Oui! C’est véritablement ici que l’on peut soutirer le meilleur du marc de café. Pour profiter pleinement des propriétés fertilisantes du café, il faut que celui-ci soit dilué et composté. La plupart des études suggèrent un volume maximal 10 à 20 % de marc de café dans le compost. Au-delà de ce pourcentage, les effets toxiques du café se manifestent.
Aussi, une récente étude confirme qu’un compost vieilli longtemps, plus de 14 mois, devient très intéressant pour la croissance des plantes. Sans vraiment pouvoir l’expliquer en détail, les chercheurs arrivent à la conclusion que les effets de la caféine et des autres toxines sont neutralisés par une période prolongée de compostage.
Aussi, de plus en plus de recherches confirment que les larves des mouches soldat noires (Hermetia illucens) peuvent vivre et se nourrir directement dans le marc de café pur.
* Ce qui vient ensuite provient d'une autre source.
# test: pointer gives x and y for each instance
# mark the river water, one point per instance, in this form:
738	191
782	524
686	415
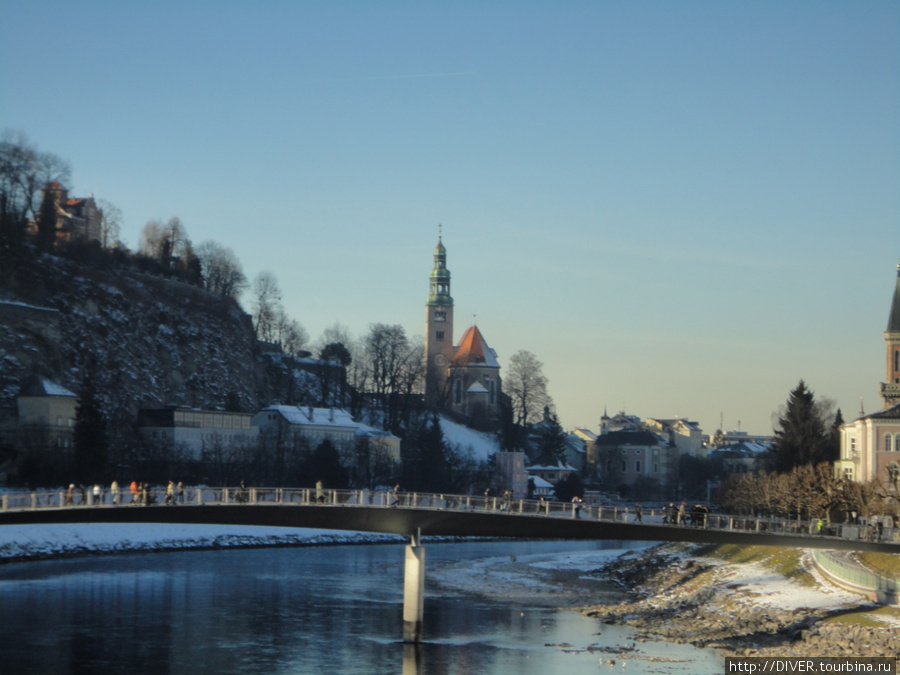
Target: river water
333	609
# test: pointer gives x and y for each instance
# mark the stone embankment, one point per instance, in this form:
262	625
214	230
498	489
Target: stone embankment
702	602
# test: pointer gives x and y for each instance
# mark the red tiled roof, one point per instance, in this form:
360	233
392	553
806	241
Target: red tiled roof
472	349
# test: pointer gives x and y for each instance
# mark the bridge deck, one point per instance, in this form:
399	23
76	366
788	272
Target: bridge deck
435	515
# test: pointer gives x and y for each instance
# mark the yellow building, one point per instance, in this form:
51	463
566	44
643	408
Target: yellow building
465	378
870	445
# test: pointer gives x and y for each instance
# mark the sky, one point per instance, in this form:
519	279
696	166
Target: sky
681	208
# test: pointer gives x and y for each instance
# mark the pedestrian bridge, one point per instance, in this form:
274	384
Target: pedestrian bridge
416	514
432	515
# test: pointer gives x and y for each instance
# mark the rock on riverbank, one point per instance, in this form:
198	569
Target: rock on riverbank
742	609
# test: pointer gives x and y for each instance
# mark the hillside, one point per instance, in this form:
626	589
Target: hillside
151	341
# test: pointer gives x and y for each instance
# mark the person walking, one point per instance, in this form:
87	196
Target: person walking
576	502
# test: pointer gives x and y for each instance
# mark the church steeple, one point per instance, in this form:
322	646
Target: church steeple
439	292
438	328
890	389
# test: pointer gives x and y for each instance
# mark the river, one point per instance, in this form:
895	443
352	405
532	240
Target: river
331	609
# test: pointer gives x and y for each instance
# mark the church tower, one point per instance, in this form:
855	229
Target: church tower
438	329
890	388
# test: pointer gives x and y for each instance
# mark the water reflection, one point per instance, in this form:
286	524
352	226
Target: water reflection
333	609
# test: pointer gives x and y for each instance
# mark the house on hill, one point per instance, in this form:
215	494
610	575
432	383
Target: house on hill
77	218
47	410
870	445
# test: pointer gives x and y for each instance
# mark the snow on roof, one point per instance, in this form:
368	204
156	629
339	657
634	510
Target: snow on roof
559	466
324	417
585	434
53	389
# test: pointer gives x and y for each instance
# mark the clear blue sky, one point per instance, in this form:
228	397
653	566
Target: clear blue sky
681	208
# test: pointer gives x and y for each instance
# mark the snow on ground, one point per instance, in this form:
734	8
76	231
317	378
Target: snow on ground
40	541
754	584
550	579
482	445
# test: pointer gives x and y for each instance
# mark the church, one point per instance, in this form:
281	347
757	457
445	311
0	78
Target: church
464	378
870	445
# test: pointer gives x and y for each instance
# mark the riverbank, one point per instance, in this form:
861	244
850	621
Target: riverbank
743	602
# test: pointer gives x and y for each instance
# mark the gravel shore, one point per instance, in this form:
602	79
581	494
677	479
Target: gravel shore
742	609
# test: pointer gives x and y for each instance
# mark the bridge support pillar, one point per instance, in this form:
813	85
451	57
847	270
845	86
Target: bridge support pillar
414	590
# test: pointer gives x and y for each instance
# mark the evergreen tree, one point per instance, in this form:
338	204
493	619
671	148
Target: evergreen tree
803	435
91	444
46	222
433	457
551	441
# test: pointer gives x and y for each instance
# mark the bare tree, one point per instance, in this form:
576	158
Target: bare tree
25	172
221	269
527	386
266	304
110	223
290	333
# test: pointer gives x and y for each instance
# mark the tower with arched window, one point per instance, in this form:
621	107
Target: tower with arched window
870	445
462	378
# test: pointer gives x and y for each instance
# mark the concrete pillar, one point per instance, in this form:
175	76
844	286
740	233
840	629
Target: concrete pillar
414	591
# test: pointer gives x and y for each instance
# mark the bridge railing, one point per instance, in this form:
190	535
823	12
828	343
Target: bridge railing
160	496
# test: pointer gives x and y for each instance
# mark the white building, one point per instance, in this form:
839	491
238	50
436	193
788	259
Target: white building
196	430
870	445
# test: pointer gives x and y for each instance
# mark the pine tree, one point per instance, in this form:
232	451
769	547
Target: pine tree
91	444
803	435
551	441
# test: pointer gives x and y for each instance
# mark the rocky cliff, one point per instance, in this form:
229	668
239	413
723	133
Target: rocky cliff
151	341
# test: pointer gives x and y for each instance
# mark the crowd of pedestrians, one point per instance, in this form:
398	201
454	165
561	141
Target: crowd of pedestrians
140	492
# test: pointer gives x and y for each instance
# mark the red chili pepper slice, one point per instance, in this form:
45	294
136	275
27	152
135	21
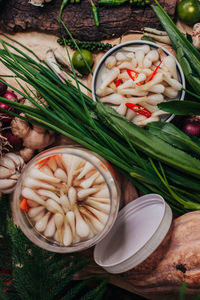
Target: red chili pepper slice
139	109
24	205
118	82
154	72
132	74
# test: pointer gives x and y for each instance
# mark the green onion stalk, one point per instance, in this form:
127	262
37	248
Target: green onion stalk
149	161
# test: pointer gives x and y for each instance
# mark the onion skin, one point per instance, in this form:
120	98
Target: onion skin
192	126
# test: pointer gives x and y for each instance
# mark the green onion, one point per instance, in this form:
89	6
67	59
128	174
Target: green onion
151	163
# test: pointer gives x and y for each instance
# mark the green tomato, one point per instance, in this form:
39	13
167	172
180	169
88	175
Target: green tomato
189	11
79	63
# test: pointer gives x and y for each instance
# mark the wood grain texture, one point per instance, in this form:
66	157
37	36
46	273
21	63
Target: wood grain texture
19	15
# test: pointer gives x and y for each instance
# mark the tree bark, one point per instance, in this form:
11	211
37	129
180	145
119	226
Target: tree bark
19	15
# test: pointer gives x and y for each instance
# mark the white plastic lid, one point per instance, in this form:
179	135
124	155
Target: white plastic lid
139	229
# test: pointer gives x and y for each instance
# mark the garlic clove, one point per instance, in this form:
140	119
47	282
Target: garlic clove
76	162
94	231
15	158
99	206
103	192
82	194
67	235
64	201
94	221
99	180
36	174
56	238
33	212
72	196
59	220
32	203
82	228
7	183
59	161
30	194
88	167
76	239
85	184
52	164
99	199
7	163
59	173
41	224
102	217
14	176
48	194
51	228
46	170
53	206
67	161
71	220
33	183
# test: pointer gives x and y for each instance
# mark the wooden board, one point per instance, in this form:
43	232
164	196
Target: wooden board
19	15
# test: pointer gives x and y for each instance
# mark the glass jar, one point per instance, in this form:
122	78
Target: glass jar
112	184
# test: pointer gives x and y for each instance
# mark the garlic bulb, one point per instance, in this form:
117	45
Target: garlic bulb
11	166
39	2
68	199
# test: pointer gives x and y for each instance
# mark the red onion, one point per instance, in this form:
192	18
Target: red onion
13	140
192	126
10	95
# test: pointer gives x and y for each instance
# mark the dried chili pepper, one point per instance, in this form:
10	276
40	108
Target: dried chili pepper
24	205
118	82
154	72
139	109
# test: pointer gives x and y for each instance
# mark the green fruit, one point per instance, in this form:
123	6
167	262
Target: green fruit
79	63
189	11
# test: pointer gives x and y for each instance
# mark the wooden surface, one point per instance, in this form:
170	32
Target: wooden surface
132	281
19	15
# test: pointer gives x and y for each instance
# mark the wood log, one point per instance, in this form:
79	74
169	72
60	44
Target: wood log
20	16
160	276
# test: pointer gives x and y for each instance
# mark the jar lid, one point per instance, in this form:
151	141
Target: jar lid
139	229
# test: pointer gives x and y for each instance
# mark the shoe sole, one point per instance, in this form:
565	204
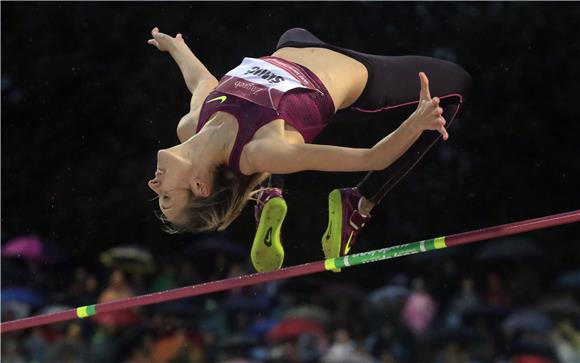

Il serait donc réaliste de produire du frass à base de café!
Autre fait intéressant, si vous êtes amateur de culture de champignons à l’intérieur, l’incorporation du marc de café aux substrats de culture est devenue une très belle avenue pour récupérer ces résidus. Cela s’applique notamment pour la culture des pleurotes en forme d’huître.
D’ailleurs, on a découvert que la caféine est transférée dans les fructifications des champignons, mais qu’il faudrait consommer 250 kilos de pleurotes pour obtenir l’effet d’une tasse d’espresso! Je vais donc continuer à moudre mon petit breuvage du matin, tout en poursuivant ma réflexion sur la meilleure manière de réutiliser mes résidus.